For the reasons set forth above, the water authority plaintiffs’ motion to supplement is GRANTED.

Notwithstanding contrary deadlines set at the hearing on the motion to supplement, the parties shall have until May 27, 2006 to either dismiss existing dormant claims or assert new claims. Any responsive pleadings shall be filed by June 15, 2006. A hearing on any motions to dismiss the supplemental complaint shall be held on July 17, 2006, at 10:00 a.m. in Courtroom 3.

. In addition to the San Luis plaintiffs’ currently operative second amended complaint, on Decern-ber 1, 1999, intervenor-plaintiff Stockton filed an amended complaint (Doc. 267), as did interve-nor-plaintiff Pixley (Doc. 268). Environmental plaintiffs filed an amended complaint on December 6, 1999. (Doc. 271.)

. The water authority plaintiffs attach to the proposed supplemental complaint a spreadsheet that purportedly records interior’s accounting for the 2004(b)(2) Accounting Year. This spreadsheet indicates that 159,200 acre-feet went to ”non-(b)(2) Fisheiy Actions.”

. The federal defendants also cite Wagner v. Professional Engineers in California Government, 354 F.3d 1036 (9th Cir.2004) as an example of a case in which amendment was denied. But Wagner is distinguishable. The plaintiffs in Wagner initially represented in a joint status report to the district court that neither party anticipated amending the pleadings. The trial court issued a scheduling order, which provided that "[n]o further joinder of parties or amendments to pleadings is permitted except with leave of Court, good cause having been shown." Id. at 1051 (emphasis added). Six months later, the Wagner plaintiffs moved to amend the complaint to incorporate allegations concerning two subsequent events. The motion was denied on the ground that plaintiffs failed "to focus on the Rule 16 good cause standard in their amendment motion.” Id. Despite this ruling, the Wagner plaintiffs argued that the scope of the original allegations was broad enough to effectively include liability for the subsequent events. The district court rejected this argument and the Ninth Circuit affirmed on the ground that plaintiffs were unsuccessful in their attempt to gain leave to supplement the complaint under Rule 15. Id. The federal defendants have failed to demonstrate why Wagner would control the outcome of the instant motions. Critically, here, the water authorities are under no obligation to show "good cause” for their amendment.

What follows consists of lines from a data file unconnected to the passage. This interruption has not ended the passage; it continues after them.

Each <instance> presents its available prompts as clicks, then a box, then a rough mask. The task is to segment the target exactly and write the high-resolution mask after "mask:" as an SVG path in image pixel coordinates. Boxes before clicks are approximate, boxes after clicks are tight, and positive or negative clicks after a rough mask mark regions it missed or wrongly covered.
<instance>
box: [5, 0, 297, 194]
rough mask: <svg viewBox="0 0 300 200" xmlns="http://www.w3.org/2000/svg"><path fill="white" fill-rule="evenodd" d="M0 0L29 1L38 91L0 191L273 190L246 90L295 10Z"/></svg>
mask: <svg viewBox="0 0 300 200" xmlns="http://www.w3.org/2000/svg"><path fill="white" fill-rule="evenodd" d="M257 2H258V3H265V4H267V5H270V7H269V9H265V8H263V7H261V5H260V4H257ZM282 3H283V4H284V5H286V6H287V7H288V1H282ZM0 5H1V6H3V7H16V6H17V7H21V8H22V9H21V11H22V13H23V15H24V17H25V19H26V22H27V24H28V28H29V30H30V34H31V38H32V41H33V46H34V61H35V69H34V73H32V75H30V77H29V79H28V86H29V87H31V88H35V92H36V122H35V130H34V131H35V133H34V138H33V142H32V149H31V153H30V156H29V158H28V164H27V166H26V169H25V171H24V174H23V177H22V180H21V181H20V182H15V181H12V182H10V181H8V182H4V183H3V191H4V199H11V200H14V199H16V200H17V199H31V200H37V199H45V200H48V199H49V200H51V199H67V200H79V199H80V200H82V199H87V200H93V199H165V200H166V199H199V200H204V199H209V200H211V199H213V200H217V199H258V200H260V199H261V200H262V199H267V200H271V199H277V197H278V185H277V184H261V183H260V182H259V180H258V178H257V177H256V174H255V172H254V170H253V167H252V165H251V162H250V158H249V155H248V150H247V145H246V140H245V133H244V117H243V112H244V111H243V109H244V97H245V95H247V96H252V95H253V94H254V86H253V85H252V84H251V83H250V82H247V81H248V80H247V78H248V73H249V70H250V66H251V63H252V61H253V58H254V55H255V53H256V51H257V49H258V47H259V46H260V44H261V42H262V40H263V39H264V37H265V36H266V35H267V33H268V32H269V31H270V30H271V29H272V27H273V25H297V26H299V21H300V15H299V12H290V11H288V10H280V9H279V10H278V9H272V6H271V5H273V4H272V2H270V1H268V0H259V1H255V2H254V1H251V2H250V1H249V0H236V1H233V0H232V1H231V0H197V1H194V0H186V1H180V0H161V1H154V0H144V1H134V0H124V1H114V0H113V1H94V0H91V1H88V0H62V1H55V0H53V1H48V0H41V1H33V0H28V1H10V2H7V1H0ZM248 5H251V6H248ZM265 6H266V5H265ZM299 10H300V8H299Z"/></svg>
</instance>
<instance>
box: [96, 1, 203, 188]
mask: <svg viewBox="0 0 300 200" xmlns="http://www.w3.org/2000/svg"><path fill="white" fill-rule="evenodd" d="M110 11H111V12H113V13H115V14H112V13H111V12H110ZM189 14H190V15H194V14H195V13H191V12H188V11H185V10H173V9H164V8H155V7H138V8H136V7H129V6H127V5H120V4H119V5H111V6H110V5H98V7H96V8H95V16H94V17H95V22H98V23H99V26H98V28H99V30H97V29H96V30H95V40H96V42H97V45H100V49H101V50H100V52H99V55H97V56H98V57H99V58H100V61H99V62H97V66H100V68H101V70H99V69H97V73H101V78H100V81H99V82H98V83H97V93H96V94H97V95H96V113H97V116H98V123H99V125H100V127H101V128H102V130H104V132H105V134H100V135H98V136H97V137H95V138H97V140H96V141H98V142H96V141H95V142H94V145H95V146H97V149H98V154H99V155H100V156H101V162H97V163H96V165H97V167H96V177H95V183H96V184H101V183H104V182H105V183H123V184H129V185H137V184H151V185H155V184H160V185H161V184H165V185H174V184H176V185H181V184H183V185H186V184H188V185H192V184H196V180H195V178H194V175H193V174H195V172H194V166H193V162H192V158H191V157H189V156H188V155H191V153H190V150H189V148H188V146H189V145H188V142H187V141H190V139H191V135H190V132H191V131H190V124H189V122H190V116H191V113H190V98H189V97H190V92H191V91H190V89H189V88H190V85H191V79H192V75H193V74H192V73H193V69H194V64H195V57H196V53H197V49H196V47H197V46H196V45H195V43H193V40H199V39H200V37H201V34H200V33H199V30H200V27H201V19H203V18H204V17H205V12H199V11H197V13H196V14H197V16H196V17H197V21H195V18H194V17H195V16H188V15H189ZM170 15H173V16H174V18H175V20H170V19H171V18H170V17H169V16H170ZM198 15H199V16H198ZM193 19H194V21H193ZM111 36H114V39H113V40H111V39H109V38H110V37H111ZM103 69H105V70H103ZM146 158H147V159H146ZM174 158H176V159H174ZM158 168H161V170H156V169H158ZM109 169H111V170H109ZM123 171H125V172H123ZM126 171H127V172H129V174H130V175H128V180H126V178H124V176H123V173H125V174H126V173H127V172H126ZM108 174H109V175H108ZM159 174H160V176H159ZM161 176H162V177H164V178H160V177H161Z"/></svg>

. The federal defendants frame the issue as follows: "If, as the Authority avers, it will challenge the propriety of the Bureau’s accounting practices for the 2004 Water Year in one forum or another, the question for the court is whether it makes sense to prolong the present case beyond its eight-year life span." (Doc. 629-1 at 7.) But, this is not exactly the point. If it serves the interests of judicial economy to allow these claims to be brought in the present lawsuit, this *500would weigh in favor of expanding the eight year life-span of this suit.

. In a related argument, the federal defendants assert that the May 9, 2003(b)(2) accounting policy moots all claims based upon the October 1999(b)(2) policy. This argument has been rejected. See Part B.l at 12-13.